After being told two years ago that he might never sing again, Daltrey said he's happy to be performing solo "without the baggage that the Who brings. They always expect us to be on great form. We're human, we're not robots. We don't go and mime like a lot of the modern bands do. We're old fashioned rock 'n' roll. Some nights we're brilliant. Some nights we're not so brilliant, but we're very rarely bad."

Daltrey has no plans beyond the tour that ends next month. A boxed set of "Quadrophenia," the Who's 1973 rock opera, is being released in November.
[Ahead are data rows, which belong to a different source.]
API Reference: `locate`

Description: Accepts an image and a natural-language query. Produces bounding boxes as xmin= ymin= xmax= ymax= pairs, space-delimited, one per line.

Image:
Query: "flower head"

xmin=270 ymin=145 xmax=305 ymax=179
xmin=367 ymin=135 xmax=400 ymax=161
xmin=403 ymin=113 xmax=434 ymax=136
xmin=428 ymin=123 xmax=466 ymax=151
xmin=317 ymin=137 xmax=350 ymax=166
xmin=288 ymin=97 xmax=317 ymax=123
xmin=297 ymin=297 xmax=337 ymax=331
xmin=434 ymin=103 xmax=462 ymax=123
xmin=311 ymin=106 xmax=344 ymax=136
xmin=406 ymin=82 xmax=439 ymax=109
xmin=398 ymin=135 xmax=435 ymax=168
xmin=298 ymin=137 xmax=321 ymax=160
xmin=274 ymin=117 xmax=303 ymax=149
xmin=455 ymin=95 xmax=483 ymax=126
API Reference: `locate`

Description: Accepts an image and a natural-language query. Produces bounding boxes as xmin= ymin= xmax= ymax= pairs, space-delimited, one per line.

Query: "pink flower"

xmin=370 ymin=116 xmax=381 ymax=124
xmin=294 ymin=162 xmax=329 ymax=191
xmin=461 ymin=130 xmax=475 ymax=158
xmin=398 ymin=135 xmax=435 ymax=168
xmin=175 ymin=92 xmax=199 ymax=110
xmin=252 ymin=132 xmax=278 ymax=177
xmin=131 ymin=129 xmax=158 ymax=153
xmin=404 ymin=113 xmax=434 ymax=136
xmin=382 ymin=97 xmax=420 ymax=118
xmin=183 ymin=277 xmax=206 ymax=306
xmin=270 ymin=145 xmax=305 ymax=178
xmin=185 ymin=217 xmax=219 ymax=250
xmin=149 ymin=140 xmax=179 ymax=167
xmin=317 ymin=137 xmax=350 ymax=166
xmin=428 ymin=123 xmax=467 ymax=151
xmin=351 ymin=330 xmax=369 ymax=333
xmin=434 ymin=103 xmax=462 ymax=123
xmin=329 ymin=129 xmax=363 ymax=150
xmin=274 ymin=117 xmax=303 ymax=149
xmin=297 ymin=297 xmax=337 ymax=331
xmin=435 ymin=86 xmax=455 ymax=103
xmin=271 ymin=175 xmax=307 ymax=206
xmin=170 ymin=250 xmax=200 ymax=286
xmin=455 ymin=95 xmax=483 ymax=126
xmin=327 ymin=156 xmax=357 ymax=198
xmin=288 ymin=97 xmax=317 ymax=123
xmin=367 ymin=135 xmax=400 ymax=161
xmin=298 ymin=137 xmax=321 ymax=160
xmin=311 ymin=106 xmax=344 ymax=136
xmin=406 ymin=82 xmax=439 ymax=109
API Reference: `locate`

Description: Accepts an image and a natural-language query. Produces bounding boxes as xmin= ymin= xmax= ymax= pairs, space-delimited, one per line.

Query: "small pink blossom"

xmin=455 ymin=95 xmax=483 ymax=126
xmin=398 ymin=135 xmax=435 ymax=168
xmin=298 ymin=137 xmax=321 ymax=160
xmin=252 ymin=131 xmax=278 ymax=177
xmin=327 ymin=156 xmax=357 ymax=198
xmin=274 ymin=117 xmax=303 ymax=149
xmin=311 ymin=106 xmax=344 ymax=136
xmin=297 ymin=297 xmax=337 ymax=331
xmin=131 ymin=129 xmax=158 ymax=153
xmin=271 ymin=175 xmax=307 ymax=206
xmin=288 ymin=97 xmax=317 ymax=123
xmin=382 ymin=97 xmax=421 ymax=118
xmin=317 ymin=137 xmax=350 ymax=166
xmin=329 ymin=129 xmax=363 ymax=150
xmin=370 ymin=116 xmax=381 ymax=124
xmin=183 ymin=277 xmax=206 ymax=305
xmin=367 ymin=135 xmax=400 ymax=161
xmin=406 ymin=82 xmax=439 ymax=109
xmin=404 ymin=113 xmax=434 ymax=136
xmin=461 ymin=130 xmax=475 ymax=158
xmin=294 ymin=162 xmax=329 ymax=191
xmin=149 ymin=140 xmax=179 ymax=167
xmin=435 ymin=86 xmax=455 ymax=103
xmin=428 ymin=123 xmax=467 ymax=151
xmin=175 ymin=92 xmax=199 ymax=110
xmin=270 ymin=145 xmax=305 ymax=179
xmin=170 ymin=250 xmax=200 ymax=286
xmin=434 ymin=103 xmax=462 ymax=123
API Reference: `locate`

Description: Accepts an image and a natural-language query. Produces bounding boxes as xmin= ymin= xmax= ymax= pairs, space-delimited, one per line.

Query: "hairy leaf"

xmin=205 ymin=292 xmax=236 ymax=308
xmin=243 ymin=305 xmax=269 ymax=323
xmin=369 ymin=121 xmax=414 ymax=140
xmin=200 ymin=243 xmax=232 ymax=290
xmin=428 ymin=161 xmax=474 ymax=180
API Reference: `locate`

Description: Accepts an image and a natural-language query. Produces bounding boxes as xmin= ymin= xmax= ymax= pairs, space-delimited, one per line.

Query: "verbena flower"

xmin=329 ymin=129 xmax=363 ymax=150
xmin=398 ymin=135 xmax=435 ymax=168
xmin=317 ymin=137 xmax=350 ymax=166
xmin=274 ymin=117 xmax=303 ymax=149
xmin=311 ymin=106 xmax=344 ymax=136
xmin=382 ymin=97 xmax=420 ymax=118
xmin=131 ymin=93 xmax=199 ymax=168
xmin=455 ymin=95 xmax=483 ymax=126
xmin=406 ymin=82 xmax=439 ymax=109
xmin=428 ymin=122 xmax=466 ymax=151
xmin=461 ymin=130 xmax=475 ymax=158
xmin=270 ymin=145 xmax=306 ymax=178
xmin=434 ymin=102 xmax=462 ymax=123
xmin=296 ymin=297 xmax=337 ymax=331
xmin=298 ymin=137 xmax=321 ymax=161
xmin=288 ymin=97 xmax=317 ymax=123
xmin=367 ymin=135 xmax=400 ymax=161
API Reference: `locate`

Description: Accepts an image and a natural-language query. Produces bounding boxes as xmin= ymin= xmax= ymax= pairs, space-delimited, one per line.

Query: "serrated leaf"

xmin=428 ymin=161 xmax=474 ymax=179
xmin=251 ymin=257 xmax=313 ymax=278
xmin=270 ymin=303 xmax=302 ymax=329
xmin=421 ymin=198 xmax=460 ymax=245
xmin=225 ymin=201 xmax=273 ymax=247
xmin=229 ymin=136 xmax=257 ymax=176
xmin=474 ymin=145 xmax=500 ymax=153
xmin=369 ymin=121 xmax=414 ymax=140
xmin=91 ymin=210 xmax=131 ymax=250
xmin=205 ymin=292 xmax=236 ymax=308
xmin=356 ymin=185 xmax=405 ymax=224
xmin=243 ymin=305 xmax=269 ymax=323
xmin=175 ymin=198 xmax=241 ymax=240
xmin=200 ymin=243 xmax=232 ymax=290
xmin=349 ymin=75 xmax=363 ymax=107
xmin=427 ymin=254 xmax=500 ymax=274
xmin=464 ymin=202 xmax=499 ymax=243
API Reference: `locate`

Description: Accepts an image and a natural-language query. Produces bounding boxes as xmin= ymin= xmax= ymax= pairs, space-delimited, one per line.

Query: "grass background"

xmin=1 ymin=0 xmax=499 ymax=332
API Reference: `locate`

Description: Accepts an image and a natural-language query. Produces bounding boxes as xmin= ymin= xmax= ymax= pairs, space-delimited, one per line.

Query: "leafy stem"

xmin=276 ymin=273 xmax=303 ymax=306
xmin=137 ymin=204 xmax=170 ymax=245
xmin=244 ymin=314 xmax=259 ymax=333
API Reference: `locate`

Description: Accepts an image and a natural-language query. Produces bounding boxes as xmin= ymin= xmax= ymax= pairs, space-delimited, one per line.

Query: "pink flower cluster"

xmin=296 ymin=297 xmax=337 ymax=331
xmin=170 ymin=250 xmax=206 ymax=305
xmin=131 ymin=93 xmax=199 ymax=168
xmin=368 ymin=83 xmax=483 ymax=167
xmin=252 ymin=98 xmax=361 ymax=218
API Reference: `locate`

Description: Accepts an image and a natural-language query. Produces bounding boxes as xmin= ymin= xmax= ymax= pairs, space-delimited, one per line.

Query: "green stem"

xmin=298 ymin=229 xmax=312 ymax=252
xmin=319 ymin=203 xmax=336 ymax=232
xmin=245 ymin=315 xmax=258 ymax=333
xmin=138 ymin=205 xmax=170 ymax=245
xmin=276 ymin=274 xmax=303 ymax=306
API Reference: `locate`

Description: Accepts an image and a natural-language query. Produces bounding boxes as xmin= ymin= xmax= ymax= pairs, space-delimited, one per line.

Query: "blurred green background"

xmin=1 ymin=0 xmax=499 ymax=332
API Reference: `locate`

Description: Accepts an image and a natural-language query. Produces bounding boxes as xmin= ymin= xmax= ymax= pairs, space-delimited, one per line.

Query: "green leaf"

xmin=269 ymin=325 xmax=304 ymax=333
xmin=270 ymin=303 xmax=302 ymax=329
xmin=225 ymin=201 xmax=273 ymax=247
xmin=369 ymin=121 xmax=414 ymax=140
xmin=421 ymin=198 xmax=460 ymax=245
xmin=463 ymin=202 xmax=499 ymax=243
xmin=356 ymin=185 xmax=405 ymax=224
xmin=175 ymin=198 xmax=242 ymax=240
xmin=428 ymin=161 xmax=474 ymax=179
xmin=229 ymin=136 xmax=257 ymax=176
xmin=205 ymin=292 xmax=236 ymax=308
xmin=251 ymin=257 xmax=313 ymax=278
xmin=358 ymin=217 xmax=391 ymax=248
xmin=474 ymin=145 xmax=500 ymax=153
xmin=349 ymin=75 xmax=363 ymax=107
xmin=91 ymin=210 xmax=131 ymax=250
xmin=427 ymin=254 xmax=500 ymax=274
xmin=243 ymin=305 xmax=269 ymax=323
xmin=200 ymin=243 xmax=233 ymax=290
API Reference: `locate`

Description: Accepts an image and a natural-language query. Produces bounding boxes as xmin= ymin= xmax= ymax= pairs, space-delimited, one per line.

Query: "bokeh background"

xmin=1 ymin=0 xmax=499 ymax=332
While Townshend has made overtures about touring to promote it in 2012, Daltrey doesn't "even know if I could still sing it night after night," he said.

Have they talked about what's next for the Who?

"We have and we haven't. We've got problems because Pete's going deaf. I won't go out and finish a tour with a deaf composer on my hands. And I've got a problem with trying to scream through the volume onstage, as well. Who knows? I don't know."

There is no talk of a studio project, either, but "in our hearts, we don't see ourselves doing nothing. We might do the occasional charity show."

The Who's last U.S. performance, at halftime of the 2010 Super Bowl, drew as much flak as praise. What did Daltrey think of the negative reaction?

"I don't give a flying [bleep] whether they enjoyed it or not," he said. "We did what we could do. Ain't never gonna please all the people all the time. What can you do in 12 minutes in the middle of a football pitch [field]."

This week he's playing a basketball arena. Maybe the Lynx will give him a jersey as a token of their appreciation. Would he wear it, maybe during his encore?

"You never know. Ha-ha-ha," he said with enthusiasm and then turned surly. "We don't do an encore. I don't believe in them."